Affondate il naso nella pelliccia! Affondatelo, dico!”
“Sfortunatamente non so sentire nulla
di particolare. Il solito odore di un corpo curato, quanto al resto
nulla. Per altro il naso delle persone di città su questo è
autorevole. Com'è naturale esse annusano quello che in mille modi
alita loro addosso.”
“Una volta, signor mio, una volta.
Ora non più.”
“Dato che voi stesso la prendete da
questo punto di vista m'arrischio a domandare: da quanto vivete tra
noi, di fatto?”
“Cinque anni, il cinque di agosto
sono cinque anni.”
“prestazione inaudita. In cinque anni
liberarsi dello stato scimmiesco e correre al galoppo l'intero
sviluppo dell'umano. Nessuno in verità ancora lo ha fatto. Su tal
percorso voi siete assolutamente solo.”
“Lo so, è molto, e talvolta
oltrepassa la mia capacità di comprensione. Nelle ore di quiete non
ho tuttavia una opinione tanto entusiastica. Lo sapete come fui
catturato?”
“Ho letto ogni pubblicazione su di
voi.”
“Certo, presi due colpi, uno qui
nella guancia, la ferita naturalmente era molto più grande della
cicatrice attuale, ed uno sotto le anche. Mi leverò i calzoni perché
vediate anche questa cicatrice. Dunque, era qui il foro d'entrata,
ferita decisamente profonda, caddi dall'albero e quando mi svegliai
ero in una gabbia nell'interponte.”
“In gabbia! Nell'interponte! E'
diverso leggerlo e pensarlo sentendovelo narrare.”
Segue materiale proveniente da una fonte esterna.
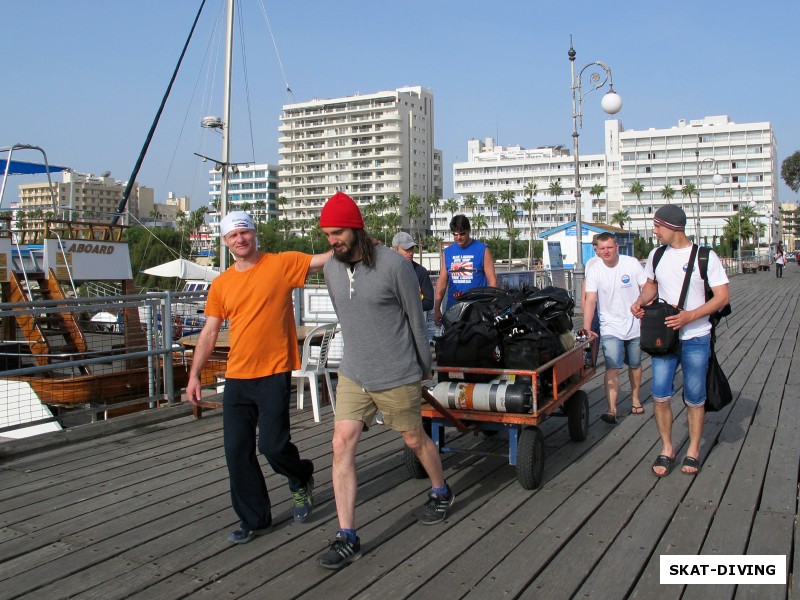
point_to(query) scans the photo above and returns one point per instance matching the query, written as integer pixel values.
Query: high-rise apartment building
(251, 188)
(375, 147)
(492, 174)
(712, 163)
(80, 197)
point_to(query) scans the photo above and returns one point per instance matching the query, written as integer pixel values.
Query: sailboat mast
(226, 140)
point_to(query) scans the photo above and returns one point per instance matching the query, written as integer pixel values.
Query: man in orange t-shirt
(255, 296)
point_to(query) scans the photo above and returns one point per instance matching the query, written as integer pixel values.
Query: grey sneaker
(340, 553)
(243, 535)
(304, 501)
(436, 507)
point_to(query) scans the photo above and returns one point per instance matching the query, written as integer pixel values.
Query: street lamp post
(611, 104)
(716, 179)
(748, 194)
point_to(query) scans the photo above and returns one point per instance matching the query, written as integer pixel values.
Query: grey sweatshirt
(385, 340)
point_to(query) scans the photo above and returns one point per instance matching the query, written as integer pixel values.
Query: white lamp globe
(611, 103)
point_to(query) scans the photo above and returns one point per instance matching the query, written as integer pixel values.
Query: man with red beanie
(386, 357)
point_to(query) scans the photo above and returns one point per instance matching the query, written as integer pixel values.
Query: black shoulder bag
(656, 337)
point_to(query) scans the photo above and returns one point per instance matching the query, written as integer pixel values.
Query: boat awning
(21, 167)
(185, 269)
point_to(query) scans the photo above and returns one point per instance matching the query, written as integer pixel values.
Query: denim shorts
(617, 352)
(692, 356)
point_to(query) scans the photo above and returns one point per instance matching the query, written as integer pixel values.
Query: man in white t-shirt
(694, 349)
(615, 281)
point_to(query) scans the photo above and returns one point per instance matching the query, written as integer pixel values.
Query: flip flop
(609, 418)
(663, 461)
(692, 463)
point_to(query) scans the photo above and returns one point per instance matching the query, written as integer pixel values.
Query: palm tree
(470, 203)
(478, 223)
(531, 189)
(688, 190)
(509, 214)
(620, 218)
(414, 211)
(667, 193)
(451, 206)
(433, 204)
(490, 200)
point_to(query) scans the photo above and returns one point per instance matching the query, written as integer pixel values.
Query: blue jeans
(619, 351)
(692, 356)
(263, 403)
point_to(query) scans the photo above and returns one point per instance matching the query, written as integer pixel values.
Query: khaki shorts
(400, 406)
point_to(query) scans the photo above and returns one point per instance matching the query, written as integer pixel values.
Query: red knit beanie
(341, 211)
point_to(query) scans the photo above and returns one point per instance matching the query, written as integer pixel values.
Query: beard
(346, 253)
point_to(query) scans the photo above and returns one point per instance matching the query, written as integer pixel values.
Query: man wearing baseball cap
(386, 357)
(404, 245)
(255, 295)
(694, 349)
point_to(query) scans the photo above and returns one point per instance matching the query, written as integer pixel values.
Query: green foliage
(790, 171)
(151, 247)
(642, 247)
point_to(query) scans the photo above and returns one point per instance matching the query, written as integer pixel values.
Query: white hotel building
(252, 188)
(371, 147)
(744, 155)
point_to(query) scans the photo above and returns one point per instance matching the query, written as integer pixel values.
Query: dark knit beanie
(341, 211)
(670, 216)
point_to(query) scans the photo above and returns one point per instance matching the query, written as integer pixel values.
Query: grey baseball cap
(403, 240)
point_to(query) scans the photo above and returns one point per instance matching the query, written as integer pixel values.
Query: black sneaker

“Ed ancor diverso se lo si è vissuto
di persona, signor mio. Fino a quel momento non avevo avuto contezza
di ciò che significa non avere alcuna via d'uscita. Mica era una
gabbia di quattro pareti, erano tre sole, attaccate ad una cassa, la
quarta parete. Il tutto era tanto basso che non riuscivo a stare in
piedi, e tanto stretto che non potevo neanche star seduto. Ero in
gardo dunque di accoccolarmi con le ginocchia piegate. Dalla rabbia
non volevo vedere nessuno e rimanevo perciò girato verso la cassa,
così me ne stavo lì in attesa giorno e notte, mentre le sbarre
dietro mi tagliavano. Si ritiene una simile custodia degli animali
selvatici nel primissimo periodo vantaggiosa, e non posso negare,
dopo la mia esperienza, che ciò in senso umano è vero. Allora però
del punto di vista umano non era nella mia disponibilità ancora
alcunché. Ci avevo la cassa davanti. Allarga l'assito, rodici un
buco, pigiati nel buco che in realtà permette appena di
traguardarci, mentre tu la prima volta che lo scopri lo saluti con
l'urlo felice della stoltezza. Dove vuoi andare? Dietro l'assito c'è
ancora legno, (interrotto – n.d.t.)
Stimatissimo signor Rotpeter,
Ho letto il rapporto da voi scritto per
la nostra accademia delle scienze con grande interesse, anzi, con il
batticuore. Non c'è da stupirsene, sono il vostro primo lettore, e
voi avete trovato termini così gentili, ricordandovi di me. Forse
riflettendoci un poco si sarebbe potuta evitare la menzione del mio
soggiorno in manicomio, ma apprezzo il fatto che l'intero vostro
rapporto, con la franchezza che lo caratterizza, se guarda caso vi
era venuto in mente questo dettaglio nello scrivere, non abbia potuto
ometterlo, ancorché un poco esso mi comprometta. Ma non di questo
avevo qui intenzione di parlare, è altro che mi va.